School’s out for the afternoon, and it’s time for real-life learning to begin! Despite the best intentions of a classroom teacher, it’s incredibly hard to keep up with the individual needs of every student. But you as a parent have an advantage: You see your children daily and can nurture classroom learning with resources at home. Here’s how.

  • Model the literary lifestyle. Keep reading material in common household areas, such as magazines on the coffee table, books on the living room shelves, bedtime stories on children’s night stands. Do your children know what you’ve read recently? Can they name your favorite authors? Talk about what you like to read. Travel with books in tow.
  • Nourish your passions. If you have a specialized interest, make sure your children see that you pursue it— and how you benefit and grow as a result. Your children don’t need to love the same things that you do. What’s important is that they observe you developing your interests and learning. Kids will find ways to do likewise when they adopt personal passions.
  • Listen. When your child talks, you should listen. Stories, songs, news from school, tales of imaginary friends— if you’re hearing it, your child feels that it’s significant enough to share and that you’re the person who is significant enough to listen. Appreciate the compliment and reciprocate by asking follow-up questions and thanking your child for sharing.
  • Rethink the rote. If there’s a subject that’s dragging your child down, consider whether the dynamic would change with a creative approach. Tired of practicing long division on paper? Switch to chalk calculations on the driveway. Reading primers not catching your tech-savvy child’s interest? Try an application that mixes sound and movement with a story’s text. Sick of spelling? Find window crayons and carry out impromptu quizzes on a household window or on the mirror.
  • Learn from family and friends. Consider your child’s hobbies and interests. Do you know anyone, perhaps a neighbor, relative or family friend, who might be knowledgeable in one of those areas and could spend time guiding your child? Whether we’re talking about crocheting, veterinary medicine or computer programming, you can nourish your child’s mind and increase his or her skill set by finding a friendly mentor.
  • Give back. Help your child help others. While some schools carry out community service, it’s always nice to have that social consideration come from the home, as well. Even if your time is limited, find a way to give back as a family. Spend an hour picking up litter at the local park, a weekend morning a month serving food at a local shelter or an afternoon during school vacations walking dogs for neighbors who are at work. Children learn through these acts of generosity and become actively engaged in the community exploring career possibilities as they give.
  • Share screens. Discuss compelling movies and documentaries that you’ve watched. Talk about local and national news. Make sure that any home computer has a browser that opens to an educational home page and mobile devices are equipped with worthwhile apps. Electronics can be valuable educational tools when used deliberately.

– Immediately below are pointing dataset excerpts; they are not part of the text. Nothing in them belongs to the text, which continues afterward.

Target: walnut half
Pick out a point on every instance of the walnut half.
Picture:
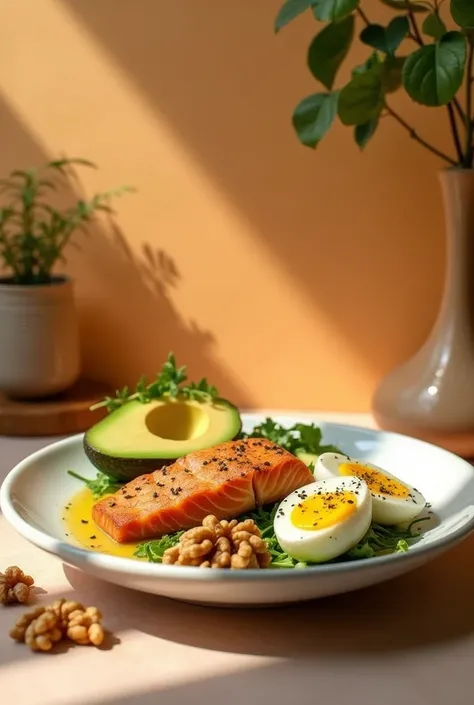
(43, 627)
(15, 586)
(221, 544)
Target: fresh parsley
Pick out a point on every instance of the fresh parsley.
(382, 540)
(153, 550)
(378, 541)
(299, 438)
(102, 485)
(169, 382)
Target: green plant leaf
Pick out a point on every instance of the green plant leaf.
(329, 49)
(403, 5)
(386, 39)
(289, 11)
(314, 116)
(433, 74)
(368, 65)
(364, 133)
(362, 99)
(331, 10)
(433, 26)
(462, 12)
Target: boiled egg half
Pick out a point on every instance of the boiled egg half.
(324, 519)
(393, 501)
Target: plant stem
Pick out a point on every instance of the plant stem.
(362, 14)
(414, 135)
(468, 157)
(416, 31)
(454, 130)
(452, 118)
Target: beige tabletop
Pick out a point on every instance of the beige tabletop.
(406, 642)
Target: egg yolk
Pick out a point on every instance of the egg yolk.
(376, 481)
(321, 511)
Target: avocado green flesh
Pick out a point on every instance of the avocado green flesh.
(137, 438)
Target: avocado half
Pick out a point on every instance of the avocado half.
(139, 437)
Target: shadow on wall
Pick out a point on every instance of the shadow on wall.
(353, 230)
(121, 293)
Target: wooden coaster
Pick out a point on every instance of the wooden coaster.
(62, 414)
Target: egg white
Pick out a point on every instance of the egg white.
(387, 509)
(320, 545)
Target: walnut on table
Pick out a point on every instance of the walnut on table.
(43, 627)
(221, 544)
(15, 586)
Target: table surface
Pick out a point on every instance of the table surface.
(409, 641)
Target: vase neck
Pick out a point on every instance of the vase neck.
(458, 198)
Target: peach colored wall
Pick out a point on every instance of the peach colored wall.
(291, 278)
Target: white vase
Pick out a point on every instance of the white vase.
(39, 339)
(431, 396)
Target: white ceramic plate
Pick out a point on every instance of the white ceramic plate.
(35, 491)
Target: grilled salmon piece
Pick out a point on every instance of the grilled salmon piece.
(226, 480)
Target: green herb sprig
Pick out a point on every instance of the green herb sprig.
(305, 438)
(153, 550)
(169, 382)
(378, 541)
(33, 233)
(102, 485)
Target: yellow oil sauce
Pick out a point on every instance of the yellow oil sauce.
(82, 529)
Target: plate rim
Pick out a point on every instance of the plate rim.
(121, 565)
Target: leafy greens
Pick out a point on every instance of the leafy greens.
(378, 541)
(299, 438)
(102, 485)
(168, 383)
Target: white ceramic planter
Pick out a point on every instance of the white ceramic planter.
(39, 339)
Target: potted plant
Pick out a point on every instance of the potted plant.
(429, 395)
(39, 338)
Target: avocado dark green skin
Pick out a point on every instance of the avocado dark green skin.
(122, 469)
(126, 469)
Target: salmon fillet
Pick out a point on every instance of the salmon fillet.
(226, 480)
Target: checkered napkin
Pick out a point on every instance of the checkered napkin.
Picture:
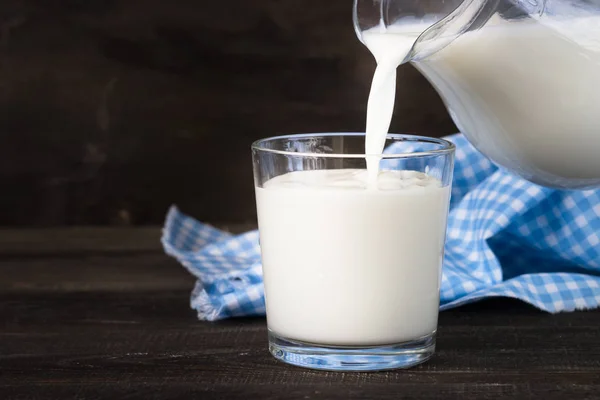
(506, 237)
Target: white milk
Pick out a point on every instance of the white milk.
(349, 265)
(389, 46)
(527, 93)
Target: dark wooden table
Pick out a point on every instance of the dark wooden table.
(102, 313)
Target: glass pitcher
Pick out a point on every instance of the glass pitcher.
(520, 78)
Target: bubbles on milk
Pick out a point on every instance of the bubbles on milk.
(353, 179)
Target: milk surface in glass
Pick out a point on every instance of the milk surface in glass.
(349, 264)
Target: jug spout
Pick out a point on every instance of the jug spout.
(433, 24)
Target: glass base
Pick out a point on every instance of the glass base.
(371, 358)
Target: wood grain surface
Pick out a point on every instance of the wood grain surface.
(95, 325)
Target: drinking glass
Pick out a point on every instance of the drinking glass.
(352, 268)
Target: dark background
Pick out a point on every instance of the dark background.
(111, 110)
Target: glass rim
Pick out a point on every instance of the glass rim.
(447, 146)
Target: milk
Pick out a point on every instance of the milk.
(389, 46)
(525, 92)
(348, 264)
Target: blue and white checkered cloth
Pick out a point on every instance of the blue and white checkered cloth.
(506, 237)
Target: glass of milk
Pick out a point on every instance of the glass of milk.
(352, 260)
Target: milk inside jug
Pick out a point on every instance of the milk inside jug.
(521, 79)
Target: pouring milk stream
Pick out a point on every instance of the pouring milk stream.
(524, 88)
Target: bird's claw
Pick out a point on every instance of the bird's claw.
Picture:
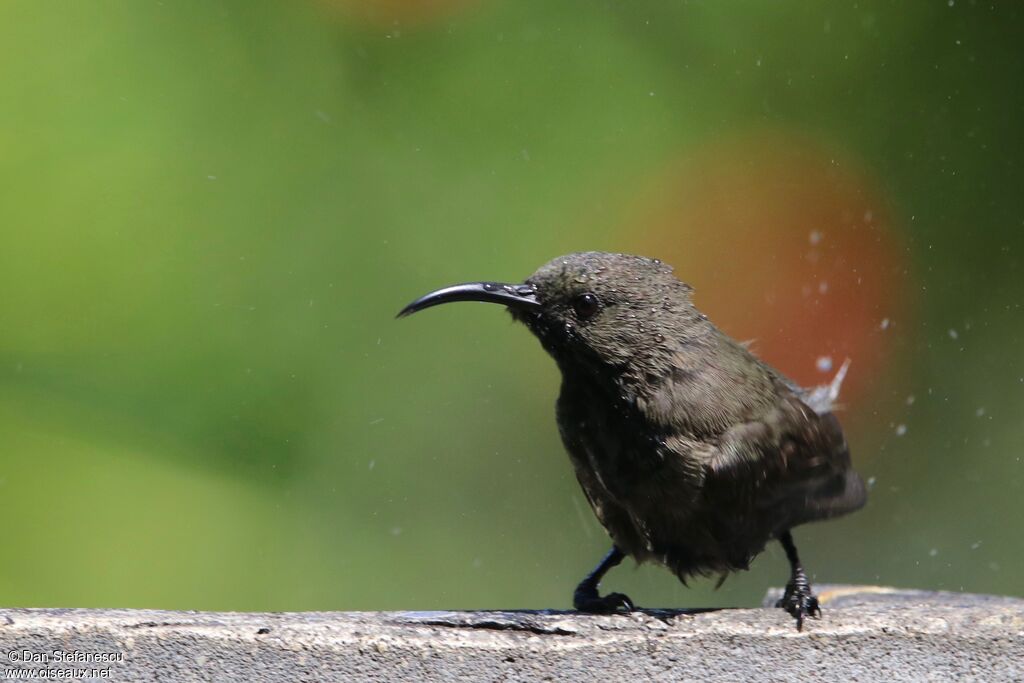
(800, 602)
(612, 603)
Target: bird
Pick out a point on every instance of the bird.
(692, 453)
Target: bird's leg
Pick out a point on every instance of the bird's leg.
(587, 599)
(798, 599)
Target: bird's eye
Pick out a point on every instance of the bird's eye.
(586, 305)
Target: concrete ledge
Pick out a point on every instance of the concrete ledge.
(866, 634)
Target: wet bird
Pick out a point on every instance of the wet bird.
(692, 453)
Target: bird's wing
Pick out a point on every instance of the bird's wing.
(791, 461)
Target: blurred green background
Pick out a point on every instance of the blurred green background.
(211, 212)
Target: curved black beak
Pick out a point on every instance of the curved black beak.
(521, 297)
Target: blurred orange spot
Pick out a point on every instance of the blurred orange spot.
(390, 12)
(786, 245)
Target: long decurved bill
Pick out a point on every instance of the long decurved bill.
(522, 297)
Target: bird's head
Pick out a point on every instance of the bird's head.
(592, 309)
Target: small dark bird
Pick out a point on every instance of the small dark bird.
(691, 452)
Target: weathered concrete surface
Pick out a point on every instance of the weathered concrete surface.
(866, 634)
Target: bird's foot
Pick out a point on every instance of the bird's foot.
(799, 600)
(612, 603)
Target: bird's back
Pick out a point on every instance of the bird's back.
(700, 463)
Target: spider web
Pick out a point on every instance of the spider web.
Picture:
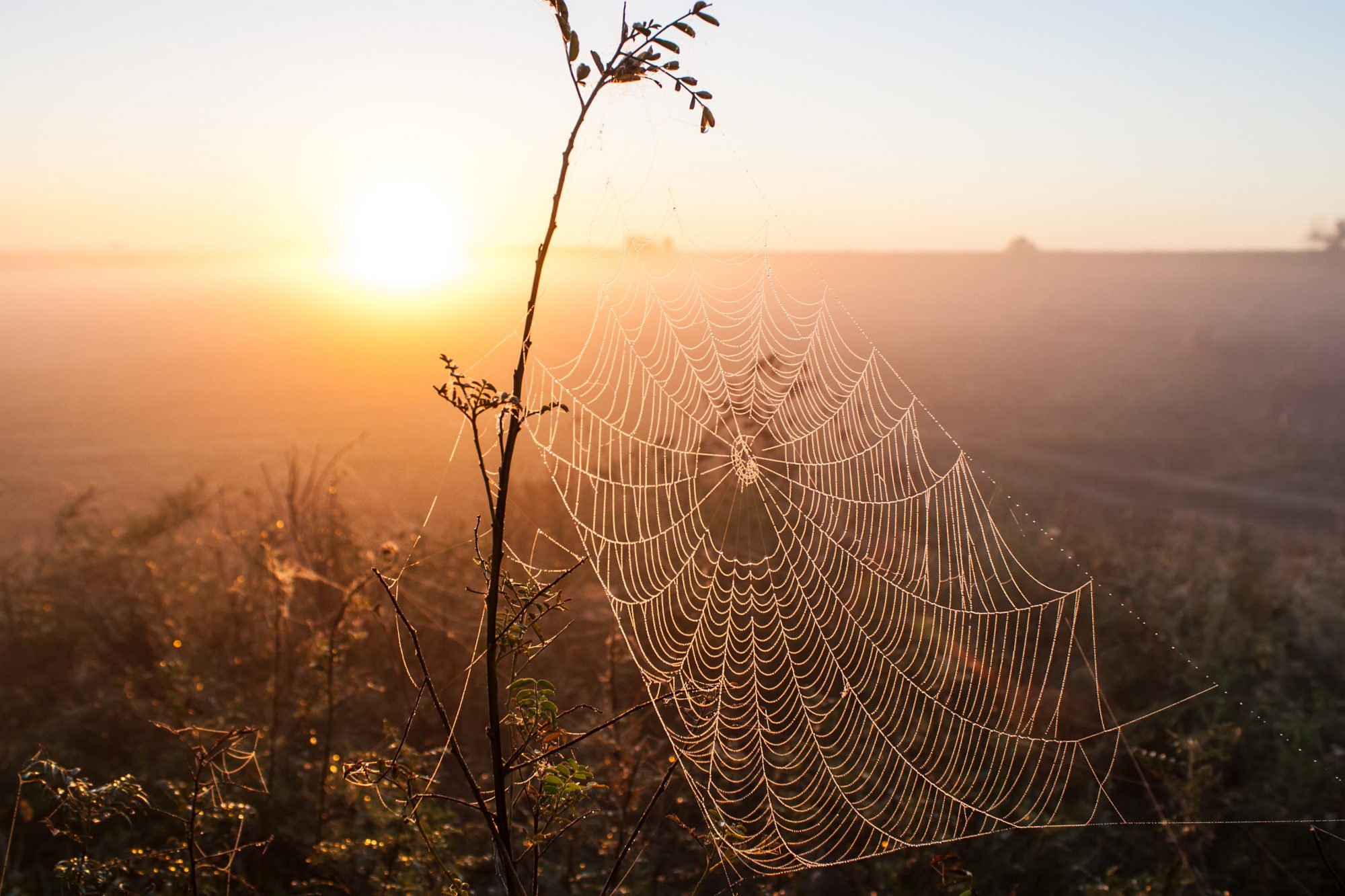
(851, 653)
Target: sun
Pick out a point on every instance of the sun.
(401, 235)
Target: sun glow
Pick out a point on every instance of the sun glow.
(401, 235)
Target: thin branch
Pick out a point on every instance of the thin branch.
(594, 731)
(506, 868)
(636, 831)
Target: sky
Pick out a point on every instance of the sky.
(894, 126)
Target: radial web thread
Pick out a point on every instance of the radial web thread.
(852, 654)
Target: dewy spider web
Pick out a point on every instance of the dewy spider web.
(852, 654)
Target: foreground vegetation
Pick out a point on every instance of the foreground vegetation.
(212, 697)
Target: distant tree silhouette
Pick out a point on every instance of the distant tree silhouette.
(1331, 240)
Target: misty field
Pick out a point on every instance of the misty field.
(190, 542)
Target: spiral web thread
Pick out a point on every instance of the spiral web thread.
(852, 655)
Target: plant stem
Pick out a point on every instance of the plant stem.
(500, 766)
(636, 831)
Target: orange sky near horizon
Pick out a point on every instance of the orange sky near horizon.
(870, 127)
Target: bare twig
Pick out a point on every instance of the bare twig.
(636, 831)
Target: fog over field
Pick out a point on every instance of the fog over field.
(1207, 382)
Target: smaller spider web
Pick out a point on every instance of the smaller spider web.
(853, 646)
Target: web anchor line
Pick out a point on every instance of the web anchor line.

Three Questions to Guide At-Home Learning Sessions

  1. What’s new? Start by finding out what your child has learned since you last talked. Here’s your chance to discuss the day’s quizzes, in-class assignments and returned papers. You can have your child talk you through the latest class notes and describe the recent in-school activities, both social and academic.
  2. What’s now? Ask about the plan for the current afternoon. Have your child figure out what’s due the next day, what’s due later but should be started today and how to best budget time.
  3. What’s next? Here’s where your child practices longer-term planning. Discuss upcoming assignments, including tests and larger projects. Teach your child to create self-imposed deadlines for daunting tasks that can be broken into smaller segments.

Pointers for a Good Study Environment

  1. Maintain a large, flat surface that you keep clutter-free.
  2. Stay quiet nearby. Turn off the TV and any music and look out for distractions.
  3. Put a stash of supplies, such as paper, pencils and a ruler, in a central location your child is aware of for easy access.
  4. Have a physical dictionary and world map for your child.
  5. Give your child water and healthy snacks before and/or during homework time.